Blackhawks’ ‘generous’ defense vexes Joel Quenneville
By Adam L. Jahns email@example.com November 20, 2011 10:30PM
The Hawks have given up 14 goals, including this one that got by Corey Crawford on Saturday, in the last two games. | AP
Updated: December 22, 2011 8:16AM
EDMONTON, Alberta — Win or lose, Blackhawks coach Joel Quenneville typically judges his team by its defense.
He looks at the Hawks’ defensive positioning up front and on the blue line, the type and amount of opposition scoring chances and how much time the Hawks spend in the offensive end.
So while the Hawks’ humiliating 9-2 loss Saturday against the Oilers in frigid Edmonton didn’t look good on any front, in Quenneville’s mind it probably seemed like Armageddon.
“All I can say is that all the goals that we were giving up [Saturday] and in our losses are preventable,” forward Patrick Sharp said. “We know that. Our coaches know that. It’s on us as players to prevent them.”
Inconsistent special teams notwithstanding, the Hawks getting outscored 28-7 in their six regulation losses is probably the most troubling aspect of what has been a pretty good start overall.
As Quenneville likes to say, the Hawks have a tendency to be “generous” defensively, seeming to prefer to go back and forth with opponents in some games. Things snowball on them when they’re irresponsible defensively and force things offensively. Their last two games in Edmonton and Calgary have been prime examples.
“We all just need to focus on committing to playing the right way — the way we know how to play,” defenseman Duncan Keith said. “We can be better. It’s embarrassing, the last two games.”

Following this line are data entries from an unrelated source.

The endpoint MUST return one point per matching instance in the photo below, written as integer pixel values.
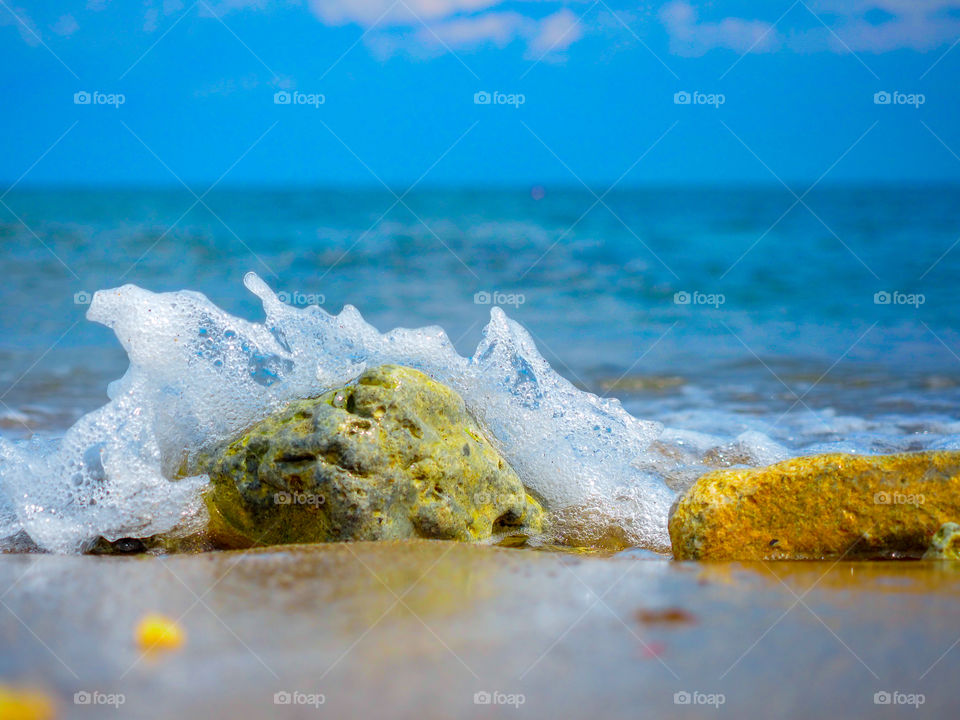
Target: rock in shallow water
(945, 544)
(823, 506)
(395, 455)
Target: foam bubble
(199, 375)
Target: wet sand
(416, 629)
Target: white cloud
(688, 36)
(853, 25)
(556, 32)
(388, 12)
(18, 18)
(455, 23)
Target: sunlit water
(749, 333)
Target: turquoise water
(783, 301)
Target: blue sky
(781, 91)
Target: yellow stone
(16, 704)
(823, 506)
(157, 632)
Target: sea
(819, 321)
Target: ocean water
(750, 325)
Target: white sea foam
(198, 375)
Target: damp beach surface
(437, 629)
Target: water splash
(199, 375)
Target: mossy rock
(945, 544)
(395, 455)
(824, 506)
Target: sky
(219, 93)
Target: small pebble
(158, 632)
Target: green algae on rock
(395, 455)
(945, 544)
(824, 506)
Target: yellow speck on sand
(17, 704)
(157, 632)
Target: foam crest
(199, 375)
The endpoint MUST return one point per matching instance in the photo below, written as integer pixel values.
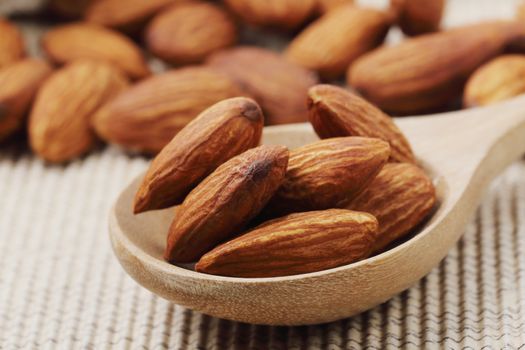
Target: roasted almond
(221, 205)
(401, 196)
(402, 78)
(279, 86)
(18, 84)
(171, 35)
(219, 133)
(326, 173)
(334, 41)
(148, 115)
(87, 41)
(282, 14)
(11, 43)
(497, 80)
(59, 124)
(295, 244)
(335, 112)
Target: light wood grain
(463, 151)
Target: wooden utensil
(461, 150)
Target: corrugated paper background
(62, 288)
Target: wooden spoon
(462, 150)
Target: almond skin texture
(148, 115)
(335, 40)
(279, 86)
(495, 81)
(221, 205)
(59, 124)
(221, 132)
(11, 43)
(402, 79)
(172, 35)
(281, 14)
(18, 84)
(400, 197)
(75, 41)
(335, 112)
(327, 173)
(295, 244)
(418, 16)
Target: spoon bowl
(462, 151)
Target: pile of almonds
(95, 84)
(245, 210)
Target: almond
(148, 115)
(282, 14)
(59, 124)
(333, 42)
(11, 43)
(222, 204)
(402, 79)
(497, 80)
(400, 197)
(279, 86)
(18, 85)
(75, 41)
(418, 17)
(172, 35)
(336, 112)
(219, 133)
(295, 244)
(327, 173)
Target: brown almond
(59, 124)
(70, 42)
(295, 244)
(148, 115)
(171, 35)
(336, 112)
(221, 205)
(281, 14)
(402, 79)
(400, 197)
(18, 84)
(278, 85)
(495, 81)
(334, 41)
(219, 133)
(327, 173)
(11, 43)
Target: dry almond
(418, 16)
(400, 197)
(497, 80)
(334, 41)
(221, 205)
(172, 35)
(279, 86)
(59, 124)
(336, 112)
(11, 43)
(321, 175)
(295, 244)
(219, 133)
(148, 115)
(404, 78)
(87, 41)
(283, 14)
(18, 85)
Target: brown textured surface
(294, 244)
(337, 112)
(222, 131)
(224, 202)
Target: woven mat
(62, 288)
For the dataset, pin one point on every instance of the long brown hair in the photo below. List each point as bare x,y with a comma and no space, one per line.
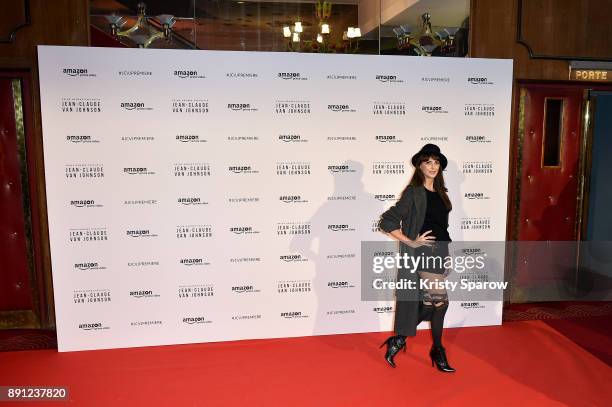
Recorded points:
418,179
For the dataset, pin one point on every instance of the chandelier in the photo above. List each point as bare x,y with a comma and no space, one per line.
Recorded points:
350,37
426,43
146,30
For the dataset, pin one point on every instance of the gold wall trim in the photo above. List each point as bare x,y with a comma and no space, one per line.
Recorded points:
19,319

Quenneville and Jonathan Toews wondered whether the Hawks felt they were better than they actually were after their four-game winning streak, looked past Calgary and Edmonton and left the door open for poor play.
“We know our effort has to be way better,” Toews said. “The way we played [Saturday] and [Friday] night is unacceptable. . . . I don’t know what it is, if we think that we’re better than we actually are and we think we can just go out there and play, and we’re going to pick up two points every night. We’re absolutely wrong there.”
Fingers will be pointed at Keith for his minus-8 rating over the last two games, and he took full responsibility after both losses. But getting outscored 14-4 in back-to-back games goes beyond one player. Against the Oilers, there were slow feet in the neutral zone, a lack of a sustained forecheck and no pulse on the penalty kill.
All of it deals with a lack of a commitment to defense.
“Collectively as a team, our system, we’ve got to tighten it up: [penalty kill], ‘D’-zone coverage and defending on the rush,” Quenneville said. “I’m not worried about the offense. It’s how we play without the puck. We have to get some pride back in our game, and it’s how we play without the puck.”